Tuesday, June 14, 2011
Tomato Trellises - Trial and Error
I thought I'd do a quick post on my tomato trellises. Part of me wishes I had purchased those fancy folding tomato cages, but alas, I just can't justify the expense. Of course I could always make my own out of concrete enforcement wire but then there's the issue of finding a place to store all of those bulky cages during the winter months.
Last year, all of my tomatoes were trained using metal wire stretched horizontally along a series of 5 ft poles. The vines are attached to the wire using plastic clips or Velcro tape and as the vines grow, you just stretch another wire about 10 inches above the last.
The main advantage to this setup is that it's relatively simple and inexpensive. The major downside, in my experience, is that it's just not strong enough to handle the weight of beefsteak tomatoes - the wires easily sag and the poles bend over under the stain. However, it seems to hold up just fine for cherry tomatoes, which is what I'm using this method for this year.
I had two 5 ft metal poles left over from last year so I decided to rig up a different kind of trellis. I attached a length of steal conduit (also something I had lying around) to the top of each pole and will train the tomatoes with strings tied to the top and attached to the vines using plastic chips or Velcro tape. The conduit's rigidity should prevent the vines from sagging and additional strings can be applied as the vines branches off.
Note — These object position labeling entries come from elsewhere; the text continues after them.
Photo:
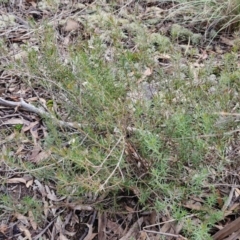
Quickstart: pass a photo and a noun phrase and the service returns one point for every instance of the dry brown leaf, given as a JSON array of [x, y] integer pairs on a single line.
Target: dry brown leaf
[[22, 219], [14, 121], [34, 132], [102, 219], [227, 230], [71, 25], [90, 234], [31, 125], [115, 227], [41, 156], [32, 220], [133, 231], [26, 232], [29, 183], [16, 180], [8, 138], [129, 209], [142, 236], [41, 188], [19, 150], [62, 237], [227, 41], [147, 72], [36, 150], [45, 208], [52, 196], [3, 228]]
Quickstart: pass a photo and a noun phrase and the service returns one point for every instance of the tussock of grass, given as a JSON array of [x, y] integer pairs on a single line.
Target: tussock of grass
[[92, 81]]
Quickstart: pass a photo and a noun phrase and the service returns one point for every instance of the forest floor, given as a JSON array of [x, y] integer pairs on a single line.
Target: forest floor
[[119, 120]]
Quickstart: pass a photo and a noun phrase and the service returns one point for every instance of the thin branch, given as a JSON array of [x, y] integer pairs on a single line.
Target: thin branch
[[30, 108]]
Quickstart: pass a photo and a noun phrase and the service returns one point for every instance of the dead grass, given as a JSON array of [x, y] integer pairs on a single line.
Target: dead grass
[[121, 116]]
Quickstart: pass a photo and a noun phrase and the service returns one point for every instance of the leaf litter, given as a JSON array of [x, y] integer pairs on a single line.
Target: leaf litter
[[63, 219]]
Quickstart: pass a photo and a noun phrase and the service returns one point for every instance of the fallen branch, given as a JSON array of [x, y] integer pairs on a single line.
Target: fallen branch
[[30, 108]]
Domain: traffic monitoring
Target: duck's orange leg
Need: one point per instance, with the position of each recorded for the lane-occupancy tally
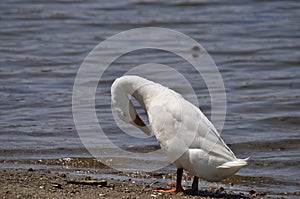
(178, 187)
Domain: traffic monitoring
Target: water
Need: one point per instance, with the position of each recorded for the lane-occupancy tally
(255, 45)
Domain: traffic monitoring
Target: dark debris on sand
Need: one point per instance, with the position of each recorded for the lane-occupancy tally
(46, 184)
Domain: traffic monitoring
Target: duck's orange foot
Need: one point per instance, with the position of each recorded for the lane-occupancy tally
(166, 190)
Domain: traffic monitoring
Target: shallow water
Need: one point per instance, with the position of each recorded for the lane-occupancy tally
(255, 45)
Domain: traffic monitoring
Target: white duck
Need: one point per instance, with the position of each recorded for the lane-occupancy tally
(184, 133)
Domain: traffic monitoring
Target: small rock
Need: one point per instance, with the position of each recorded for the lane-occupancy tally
(252, 192)
(58, 186)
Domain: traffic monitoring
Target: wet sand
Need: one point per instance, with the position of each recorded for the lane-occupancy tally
(87, 178)
(20, 183)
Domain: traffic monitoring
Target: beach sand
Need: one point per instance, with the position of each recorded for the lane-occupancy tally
(73, 178)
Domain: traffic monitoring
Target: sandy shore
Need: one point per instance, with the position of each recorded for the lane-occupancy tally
(20, 183)
(73, 178)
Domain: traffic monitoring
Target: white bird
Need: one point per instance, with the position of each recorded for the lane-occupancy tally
(184, 133)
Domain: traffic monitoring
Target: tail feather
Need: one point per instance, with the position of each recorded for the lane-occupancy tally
(237, 163)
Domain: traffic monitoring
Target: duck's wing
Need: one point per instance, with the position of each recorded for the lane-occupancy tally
(179, 126)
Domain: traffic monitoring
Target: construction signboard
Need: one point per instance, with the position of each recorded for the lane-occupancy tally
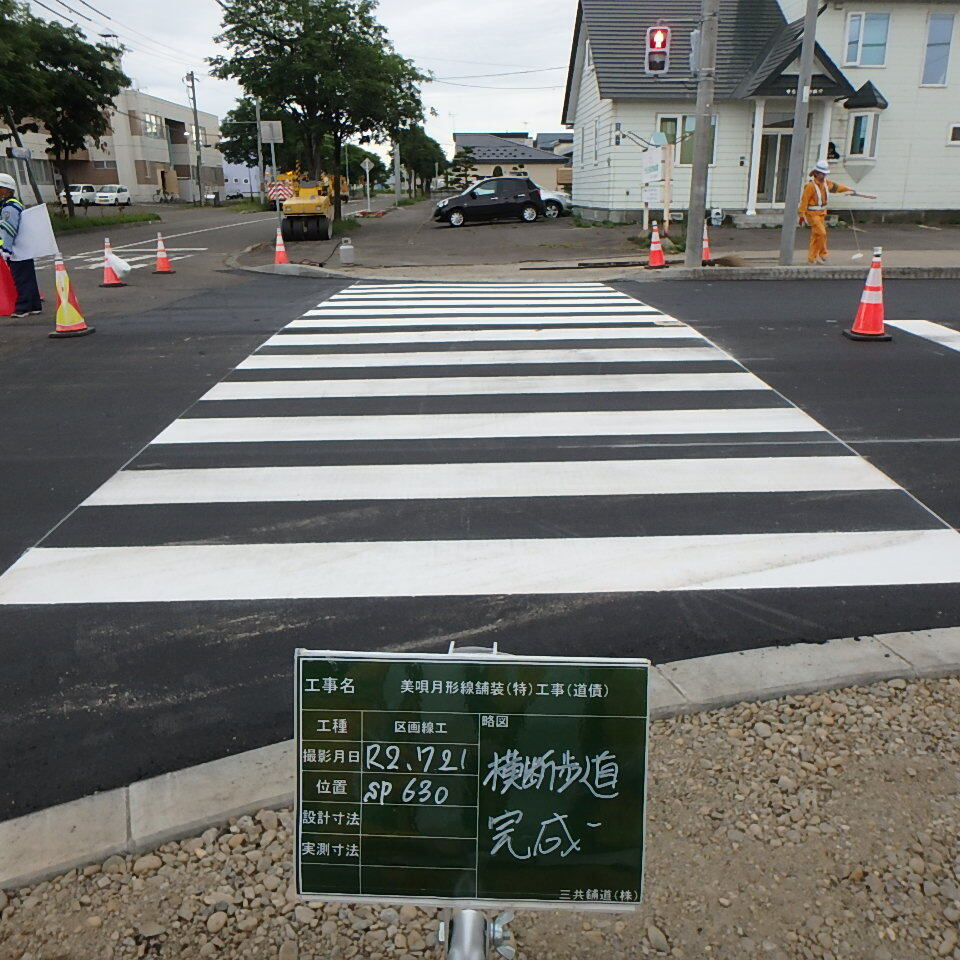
(466, 779)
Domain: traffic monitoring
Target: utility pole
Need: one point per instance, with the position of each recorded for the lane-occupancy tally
(192, 80)
(396, 172)
(798, 146)
(703, 134)
(256, 107)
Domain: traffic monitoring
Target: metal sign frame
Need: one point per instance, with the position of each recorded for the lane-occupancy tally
(461, 658)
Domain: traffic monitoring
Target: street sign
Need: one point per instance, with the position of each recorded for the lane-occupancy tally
(280, 190)
(471, 779)
(271, 131)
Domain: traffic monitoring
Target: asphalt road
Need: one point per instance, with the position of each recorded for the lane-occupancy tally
(99, 693)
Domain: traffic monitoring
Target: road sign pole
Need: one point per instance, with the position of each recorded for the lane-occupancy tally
(273, 163)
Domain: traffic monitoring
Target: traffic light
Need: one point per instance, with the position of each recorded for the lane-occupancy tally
(658, 50)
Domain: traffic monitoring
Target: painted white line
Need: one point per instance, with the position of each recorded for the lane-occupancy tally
(459, 336)
(611, 310)
(480, 567)
(482, 386)
(478, 425)
(937, 332)
(477, 320)
(446, 481)
(448, 358)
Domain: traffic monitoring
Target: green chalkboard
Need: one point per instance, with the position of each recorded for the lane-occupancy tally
(480, 780)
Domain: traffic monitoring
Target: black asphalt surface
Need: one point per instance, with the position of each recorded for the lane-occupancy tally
(96, 696)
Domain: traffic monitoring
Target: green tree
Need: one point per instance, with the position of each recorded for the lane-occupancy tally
(76, 88)
(329, 64)
(422, 157)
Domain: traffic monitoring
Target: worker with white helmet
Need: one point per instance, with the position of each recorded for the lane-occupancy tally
(24, 274)
(813, 209)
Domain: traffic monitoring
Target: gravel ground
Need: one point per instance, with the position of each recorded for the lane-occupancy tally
(824, 826)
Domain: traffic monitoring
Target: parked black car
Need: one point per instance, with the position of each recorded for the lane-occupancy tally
(499, 198)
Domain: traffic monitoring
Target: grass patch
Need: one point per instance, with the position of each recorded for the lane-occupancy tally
(346, 226)
(63, 224)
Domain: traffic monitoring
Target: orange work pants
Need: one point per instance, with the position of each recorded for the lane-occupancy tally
(818, 236)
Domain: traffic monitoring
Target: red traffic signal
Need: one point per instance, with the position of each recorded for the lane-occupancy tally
(657, 59)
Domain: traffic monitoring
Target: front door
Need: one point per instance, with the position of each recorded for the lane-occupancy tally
(774, 166)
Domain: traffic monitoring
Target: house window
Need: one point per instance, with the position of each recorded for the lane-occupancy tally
(152, 126)
(939, 34)
(672, 125)
(867, 39)
(863, 135)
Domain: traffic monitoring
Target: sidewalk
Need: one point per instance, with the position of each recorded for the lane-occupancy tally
(821, 826)
(407, 244)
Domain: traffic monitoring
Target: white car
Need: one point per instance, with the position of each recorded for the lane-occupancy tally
(556, 202)
(113, 195)
(81, 194)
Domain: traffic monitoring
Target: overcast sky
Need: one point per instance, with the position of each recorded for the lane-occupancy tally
(454, 39)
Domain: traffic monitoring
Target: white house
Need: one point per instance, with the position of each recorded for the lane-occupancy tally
(885, 102)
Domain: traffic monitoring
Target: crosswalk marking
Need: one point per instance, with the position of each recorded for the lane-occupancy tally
(472, 425)
(473, 336)
(435, 440)
(471, 358)
(482, 386)
(480, 567)
(469, 480)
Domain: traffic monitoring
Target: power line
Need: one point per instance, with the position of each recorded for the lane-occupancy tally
(511, 73)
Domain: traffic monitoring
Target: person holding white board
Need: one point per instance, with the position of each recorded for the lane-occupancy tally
(24, 273)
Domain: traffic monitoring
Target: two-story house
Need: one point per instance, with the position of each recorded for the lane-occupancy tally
(885, 102)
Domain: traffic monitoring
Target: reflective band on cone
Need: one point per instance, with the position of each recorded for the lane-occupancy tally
(280, 256)
(70, 322)
(868, 324)
(110, 278)
(163, 261)
(656, 261)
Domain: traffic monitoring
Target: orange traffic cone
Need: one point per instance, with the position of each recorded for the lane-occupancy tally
(110, 278)
(656, 261)
(8, 290)
(70, 322)
(163, 261)
(706, 255)
(868, 324)
(280, 256)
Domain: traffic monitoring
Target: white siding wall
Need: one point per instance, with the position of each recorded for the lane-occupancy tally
(592, 154)
(914, 169)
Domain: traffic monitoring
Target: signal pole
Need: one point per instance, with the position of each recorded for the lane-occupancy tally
(192, 80)
(798, 146)
(703, 134)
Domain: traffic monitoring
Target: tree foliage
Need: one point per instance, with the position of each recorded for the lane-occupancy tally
(421, 157)
(328, 64)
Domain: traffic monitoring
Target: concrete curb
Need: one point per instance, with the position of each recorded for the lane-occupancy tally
(150, 812)
(638, 274)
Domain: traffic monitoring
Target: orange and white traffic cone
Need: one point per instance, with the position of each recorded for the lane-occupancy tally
(110, 278)
(163, 261)
(280, 255)
(70, 322)
(706, 255)
(868, 324)
(657, 260)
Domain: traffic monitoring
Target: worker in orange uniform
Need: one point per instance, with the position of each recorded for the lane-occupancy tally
(813, 209)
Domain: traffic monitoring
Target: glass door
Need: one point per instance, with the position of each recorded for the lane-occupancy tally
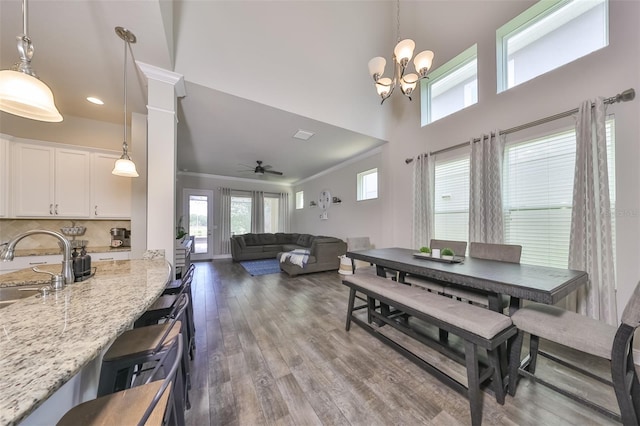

I wouldn't call this method revolutionary but I have feeling that it's popular among gardeners because it's simple and works relatively. The only major downside I can think of to the one I put up is that at a height of 5 ft, the poles are just not tall enough. Some of last year's vines grew over 10 ft long. I'll have to decide whether to trim the vines to a reasonable height or allow them to loop over the top.